Air samples from a south-central Phoenix neighborhood confirm residents’ complaints that a hazardous air pollutant is hovering in the area.
But distrustful residents doubted the results, revealed last week by state environmental officials at the initial meeting of a project to reduce toxic exposure in south Phoenix.
Rain on three of the five testing days in late February fueled the residents’ skepticism.
Many viewing the results last Thursday thought the rain negated the air-pollution findings, even though the results tracked with their long-standing beliefs.
Arizona Department of Environmental Quality scientists tested for hydrogen fluoride emissions outside a private residence near the Phoenix Brickyard, Seventh Avenue and Mohave Street.

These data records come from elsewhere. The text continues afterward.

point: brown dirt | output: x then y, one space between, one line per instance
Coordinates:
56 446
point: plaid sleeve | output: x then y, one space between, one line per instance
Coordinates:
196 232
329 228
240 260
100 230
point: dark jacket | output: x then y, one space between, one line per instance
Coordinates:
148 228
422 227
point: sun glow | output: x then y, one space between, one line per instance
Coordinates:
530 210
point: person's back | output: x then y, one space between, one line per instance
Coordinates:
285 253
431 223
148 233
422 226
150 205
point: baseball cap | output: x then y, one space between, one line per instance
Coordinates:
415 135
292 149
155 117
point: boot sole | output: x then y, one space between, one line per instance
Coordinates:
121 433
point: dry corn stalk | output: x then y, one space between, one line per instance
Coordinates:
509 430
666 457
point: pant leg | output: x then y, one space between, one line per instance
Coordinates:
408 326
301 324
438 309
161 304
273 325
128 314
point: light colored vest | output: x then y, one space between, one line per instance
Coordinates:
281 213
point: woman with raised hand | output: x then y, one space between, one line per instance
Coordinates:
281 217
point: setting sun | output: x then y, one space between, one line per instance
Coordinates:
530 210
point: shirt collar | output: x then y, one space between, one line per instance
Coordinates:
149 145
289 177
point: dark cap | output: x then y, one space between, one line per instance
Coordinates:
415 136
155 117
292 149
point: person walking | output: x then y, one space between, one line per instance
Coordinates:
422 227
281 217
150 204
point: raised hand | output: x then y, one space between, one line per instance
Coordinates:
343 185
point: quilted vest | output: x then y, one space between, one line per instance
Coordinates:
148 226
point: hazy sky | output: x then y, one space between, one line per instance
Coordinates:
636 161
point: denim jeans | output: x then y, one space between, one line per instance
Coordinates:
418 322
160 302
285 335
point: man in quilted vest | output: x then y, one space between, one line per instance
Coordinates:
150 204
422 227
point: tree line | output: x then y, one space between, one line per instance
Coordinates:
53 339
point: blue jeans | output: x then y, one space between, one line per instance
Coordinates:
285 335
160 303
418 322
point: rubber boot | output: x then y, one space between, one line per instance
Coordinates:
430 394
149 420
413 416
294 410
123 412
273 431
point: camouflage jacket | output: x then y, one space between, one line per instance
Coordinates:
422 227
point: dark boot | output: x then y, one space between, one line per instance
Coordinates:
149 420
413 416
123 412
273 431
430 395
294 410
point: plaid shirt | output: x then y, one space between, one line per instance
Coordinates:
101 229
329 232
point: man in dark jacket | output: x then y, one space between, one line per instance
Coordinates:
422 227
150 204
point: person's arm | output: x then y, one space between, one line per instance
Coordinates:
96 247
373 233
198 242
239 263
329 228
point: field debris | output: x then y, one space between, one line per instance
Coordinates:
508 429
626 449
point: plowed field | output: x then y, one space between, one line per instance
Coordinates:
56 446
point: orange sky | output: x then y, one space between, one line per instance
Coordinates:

Although the samples showed levels of the pollutant were generally low, there was a spike on one of the rainy days when the chemical approached the limit of the state’s health-based guideline.
Hydrogen fluoride is a byproduct of the baking process that converts clay into brick. In its gaseous form, it can irritate the eyes and respiratory system, creating a burning sensation. In acute exposures, it can cause swelling in the lungs.
Pauline Taffeta, one of the members of the newly formed Community Action Council, called the results bogus because the three days of rain should wash out the air-sampling results.
“I don’t think a five-day study tells you anything that is meaningful,” said Greta Rogers, another council member.
But Dray Anderson, a scientist with the state environmental agency, said gases such as hydrogen fluoride persist even in rain.
She cautioned that more tests should be done, especially in more-typical weather conditions when the wind is following its normal east-west pattern.
But the spike in hydrogen fluoride readings – 20 parts per billion compared to the standard of 24 ppb – came on a day when the wind was blowing northwesterly, into the neighborhood that surrounds the brickyard.
The community skepticism is one of the barriers that project directors will have to overcome as they move ahead with the South Phoenix Toxics Reduction Program.
Over the next few months, the project will attempt to identify some of the most toxic sites in the area south of downtown and then rely on community advice on what areas to tackle.
Despite the skepticism, council members expressed hope that their work would result in cleaner, safer neighborhoods.
“The fact that we live in south Phoenix doesn’t mean we don’t care,” said Patricia Tobin, principal of South Mountain High School. “It doesn’t mean we don’t want the best.”
Ruby Cruz, who lives across the street from the Phoenix Brickyard, said the project is long overdue.
Project directors hope to have a draft version of a toxics-reduction plan by fall.